Avant le combat de Takamisakari contre Roho, le grand Russe au visage de tueur grêlé par la petite vérole, neuf yobidashi font, le tour du dohyo, portant tous une bannière à l’honneur de la Nagatanien. C’est le plus grand nombre de bannières jusque là apparu sur le dohyo, et la foule gronde son enthousiasme durant le tour des yobidashi, tandis qu’un annonceur vante les mérites de la compagnie de porridge.
Lorsque Takamisakari apparaît sur la hanamichi, le public l’applaudit fortement et crie son nom. Il sourit alors humblement et s’assied sur le coussin que son assistant lui a placé en attendant que le combat précédent ne s’achève.

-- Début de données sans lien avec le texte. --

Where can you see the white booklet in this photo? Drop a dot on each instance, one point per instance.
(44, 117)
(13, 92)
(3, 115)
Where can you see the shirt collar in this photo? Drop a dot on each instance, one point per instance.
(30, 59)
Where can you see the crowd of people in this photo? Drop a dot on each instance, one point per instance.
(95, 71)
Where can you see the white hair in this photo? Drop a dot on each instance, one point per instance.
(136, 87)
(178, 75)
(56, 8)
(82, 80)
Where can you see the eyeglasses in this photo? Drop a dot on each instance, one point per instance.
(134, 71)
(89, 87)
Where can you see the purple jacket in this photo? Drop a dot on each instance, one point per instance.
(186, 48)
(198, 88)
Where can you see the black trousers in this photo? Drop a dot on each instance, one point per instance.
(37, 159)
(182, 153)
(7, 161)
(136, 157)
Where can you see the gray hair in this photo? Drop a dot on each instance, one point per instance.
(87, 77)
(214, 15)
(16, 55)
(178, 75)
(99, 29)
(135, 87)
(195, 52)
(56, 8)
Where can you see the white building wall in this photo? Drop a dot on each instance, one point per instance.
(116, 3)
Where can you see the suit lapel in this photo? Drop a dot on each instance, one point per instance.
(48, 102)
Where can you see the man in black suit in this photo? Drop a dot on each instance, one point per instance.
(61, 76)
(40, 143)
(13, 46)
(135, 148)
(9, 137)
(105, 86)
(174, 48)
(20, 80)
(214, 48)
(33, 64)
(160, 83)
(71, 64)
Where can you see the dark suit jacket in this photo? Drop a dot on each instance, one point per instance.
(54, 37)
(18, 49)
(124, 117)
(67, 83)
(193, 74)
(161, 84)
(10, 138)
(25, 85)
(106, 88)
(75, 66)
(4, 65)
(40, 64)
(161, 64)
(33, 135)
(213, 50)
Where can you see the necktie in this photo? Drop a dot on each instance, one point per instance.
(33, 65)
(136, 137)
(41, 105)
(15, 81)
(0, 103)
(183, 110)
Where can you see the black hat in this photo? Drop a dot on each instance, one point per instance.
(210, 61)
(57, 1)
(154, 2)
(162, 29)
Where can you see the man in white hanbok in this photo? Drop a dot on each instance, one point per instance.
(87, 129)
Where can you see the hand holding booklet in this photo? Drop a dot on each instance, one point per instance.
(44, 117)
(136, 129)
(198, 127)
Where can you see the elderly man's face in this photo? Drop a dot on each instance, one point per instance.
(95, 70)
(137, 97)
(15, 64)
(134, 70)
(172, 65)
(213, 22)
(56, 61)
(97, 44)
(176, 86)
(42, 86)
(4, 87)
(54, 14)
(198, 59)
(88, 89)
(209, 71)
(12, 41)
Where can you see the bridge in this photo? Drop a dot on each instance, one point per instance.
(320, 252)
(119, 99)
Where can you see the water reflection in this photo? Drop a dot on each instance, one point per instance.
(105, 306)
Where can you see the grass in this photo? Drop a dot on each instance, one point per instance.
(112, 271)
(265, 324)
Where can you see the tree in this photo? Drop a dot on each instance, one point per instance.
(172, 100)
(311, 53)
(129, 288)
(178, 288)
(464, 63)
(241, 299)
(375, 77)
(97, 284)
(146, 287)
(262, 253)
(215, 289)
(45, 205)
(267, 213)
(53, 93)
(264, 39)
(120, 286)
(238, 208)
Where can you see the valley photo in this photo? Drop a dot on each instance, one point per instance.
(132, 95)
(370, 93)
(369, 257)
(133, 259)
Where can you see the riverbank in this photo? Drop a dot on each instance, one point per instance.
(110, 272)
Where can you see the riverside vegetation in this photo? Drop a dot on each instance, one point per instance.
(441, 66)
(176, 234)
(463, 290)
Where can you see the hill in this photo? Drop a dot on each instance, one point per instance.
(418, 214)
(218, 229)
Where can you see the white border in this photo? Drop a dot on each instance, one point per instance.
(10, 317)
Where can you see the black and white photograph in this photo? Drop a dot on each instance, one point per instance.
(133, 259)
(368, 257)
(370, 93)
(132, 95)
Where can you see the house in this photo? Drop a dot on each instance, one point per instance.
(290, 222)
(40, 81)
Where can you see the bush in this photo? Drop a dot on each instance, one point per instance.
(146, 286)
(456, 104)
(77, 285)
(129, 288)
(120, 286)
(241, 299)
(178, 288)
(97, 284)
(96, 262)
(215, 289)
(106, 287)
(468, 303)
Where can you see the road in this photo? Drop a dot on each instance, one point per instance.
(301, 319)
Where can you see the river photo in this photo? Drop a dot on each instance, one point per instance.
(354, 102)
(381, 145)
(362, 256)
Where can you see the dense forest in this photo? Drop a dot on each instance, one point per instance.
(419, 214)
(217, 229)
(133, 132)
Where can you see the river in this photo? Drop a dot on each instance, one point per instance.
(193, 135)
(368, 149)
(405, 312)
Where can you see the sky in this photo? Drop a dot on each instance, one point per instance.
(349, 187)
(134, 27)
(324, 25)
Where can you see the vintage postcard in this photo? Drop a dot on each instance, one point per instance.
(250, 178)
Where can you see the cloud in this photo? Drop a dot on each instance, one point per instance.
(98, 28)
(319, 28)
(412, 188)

C’est maintenant à son tour de combattre, et il monte sur le dohyo tandis que les porteurs de bannières s’en vont. D’abord, il prend une attitude tranquille, sautillant gentiment dans son coin pour s’échauffer et balançant un peu de sel. Il retourne au centre du cercle pour faire face à Roho pour la première fois, puis retourne dans son coin et se met alors en action.
Tout d’abord, il balance ses énormes bras, expirant avec tant de violence que je peux entendre l’air quitter ses poumons. La foule est en délire, et il lui en donne encore : il se donne des baffes à lui-même comme un malade, frappe sa poitrine de ses poings, et effectue les shiko robotisés qui sont devenus sa marque de fabrique. Lorsque enfin il balance une énorme poignée de sel sur le centre du cercle sacré, la foule explose.
Je me prends moi-même au jeu. C’est sans conteste la préparation d’avant match la plus passionnante que j’ai vu de toute la journée. Avant, quand je ne connaissais encore le sumo que par l’entremise de la télévision, je trouvais ces gestuelles d’un ennui mortel et je délaissais en général les retransmissions en direct au profit des résumés proposés à la fin, qui ne passaient que les combats eux-mêmes.
Mais ici, au tournoi, c’est quelque chose de fondamentalement différent. Toutes ces choses prises en même temps – les lutteurs qui tentent de s’hypnotiser mutuellement, les cris de la foule, le sel volant dans les airs sous les sunlights – donnent un ensemble absolument exaltant. Il en est de même au base-ball : à la télévision, c’est insupportablement ennuyeux, au stade, toutefois, la tension que l’on y ressent rend les matches passionnants.
En fait, avec le temps, ces préparations d’avant match ont été progressivement abrégées pour des soucis d’audience. Jusqu’au début du siècle, elles pouvaient s’éterniser au bon vouloir des lutteurs. Quand les combats commencèrent à être retransmis à la radio, les gestuelles furent limitées à dix minutes. Aujourd’hui, avec des horaires de retransmissions télévisées à respecter, les lutteurs n’ont que quatre minutes pour s’étirer et lancer le sel (plus de 50 kilos chaque jour).
Dans la plupart des cas toutefois, quatre minutes sont toujours plusieurs centaines de fois le temps de combat effectif des lutteurs dans bien des cas. Le combat de Takamisakari face à Roho, d’environ une minute, est une éternité au regard de bien d’autres combats qui ne durent que quelques secondes. Les deux lutteurs se choquent au centre du cercle, attrapent le mawashi de l’autre et se poussent, millimètre par millimètre, jusqu’à ce que Roho ne tire Takamisakari vers l’avant et ne le sorte du dohyo par une prise acrobatique. Takamisakari quitte l’enceinte l’air vraiment contrarié ; en fait, il soupire bruyamment, ce que les lutteurs ne font en général pas. Roho, pendant ce temps, rentre chez lui avec l’argent que le sponsor de Takamisakari avait misé sur ce dernier.
Quelques combats plus tard, quand vient le tour de Kaio de combattre, encore plus de porteurs de bannières arpentent le dohyo : 10 cette fois-ci. L’adversaire de Kaio, Iwakiyama, a une mâchoire et un front proéminents qui le font ressembler à Jay Leno (ndt : animateur de talk-show célèbre aux Etats-Unis), sauf que son visage paraît aplati de s’être enfoncé trop souvent dans les têtes de ses adversaires. Au début du combat, les chances paraissent équilibrées, mais lorsque son adversaire perd pied au bord du dohyo, Kaio le repousse avec aisance. Iwakiyama s’écrase quasiment du dohyo surélevé.
Les encouragements atteignent un nouveau sommet. Voir Kaio s’avancer vers une possible promotion au grade de yokozuna est sans conteste ce que les fans sont venus voir. Le combat suivant, qui est aussi le dernier, et qui voit Asashoryu se défaire de son compatriote Mongol Hakuho, en paraît presque anecdotique.